Frosted celebrations in times of corona

You often start missing something when you are deprived of it, they say.

Published: 14th April 2020 06:57 AM  |   Last Updated: 14th April 2020 06:57 AM   |  A+A-

Express News Service

BENGALURU: You often start missing something when you are deprived of it, they say. And the lockdown due to COVID-19 has made me realise the place that we give in our lives to, no, not maids, or booze, or salon visits... but birthdays. Yes, now is not the perfect time to be an Aries. 

Anyone who knows me would be surprised to hear this from me. After all, I almost shrink at the thought of cutting a cake (and I hope blowing candles, like handshake, will become a not-to-do thing post the pandemic). The kids too have grown up hearing from me that there’s nobody in the world without a birthday, and so it isn’t a big deal. 

Illustration Tapas Ranjan

Since I grew up in a vegetarian family, where even eggs were not cooked — my grandmother didn’t even eat bread — birthdays for me and my siblings, back in the ’70s and ’80s, meant celebrating with homemade Indian delicacies like kheer and puri. Besides looking forward to a new outfit, and the postal money order that grandma sent to each grandchild, the amount going down slightly after she retired from her government job. Cutting a cake and having a ‘party’ never came to our minds.

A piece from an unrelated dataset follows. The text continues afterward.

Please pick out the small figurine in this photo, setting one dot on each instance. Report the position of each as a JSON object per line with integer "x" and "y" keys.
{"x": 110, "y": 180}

It changed when I entered high school, and got familiar with Nirula’s and Wenger’s in Delhi, which were then almost synonymous with treats for friends, with their pizzas and burgers being the introduction many of us got to Western fast food. I don’t realise when cutting a rich cake, with ripples of cream and glazed cherries, became a staple for birthday celebrations. Now, it’s hard to think of one without the other. Or even, for that matter, birthdays without restaurant food. 

Not so this year, for those born under the ram sun sign. A friend, whose daughter turned 16 in March-end, said the lockdown brought a jolt to her. “She lives from one birthday to the next, and for her to get some mangoes and strawberries on the big day was almost like her world had come to an end,” she laughed, adding that the daughter has promised to get her mangoes too on her birthday this week. 

But when my son’s birthday approached last week, I was comfortable, knowing that shy boys as they are, who showed discomfort even attending others’ parties in fast food restaurants as toddlers, they have always preferred a homely celebration, with just a cake and some fast food — yes, in that way, they are like most youngsters — ordered in. Coronavirus changed that too. 

I did rustle up a cake, after frantically realising that only a teaspoon of cocoa powder was left and using all my culinary skills to squeeze in chocolate syrup and stir in some melted choco chips. But no fast food, or even donne biryani, this time. Call me too cautious or paranoid, I’m sticking to homemade food during the pandemic. So it was full circle to puri and halwa. 

Thanks to my childhood though, I didn’t miss a cake on my birthday, which comes a couple of days after my son’s. I just picked up a bottle of cola on my way home from work (not all of us are working from home, you see), and said cheers to myself. So hang in there, all you fellow Aries around the world. Stay safe, for better birthdays in the years to come.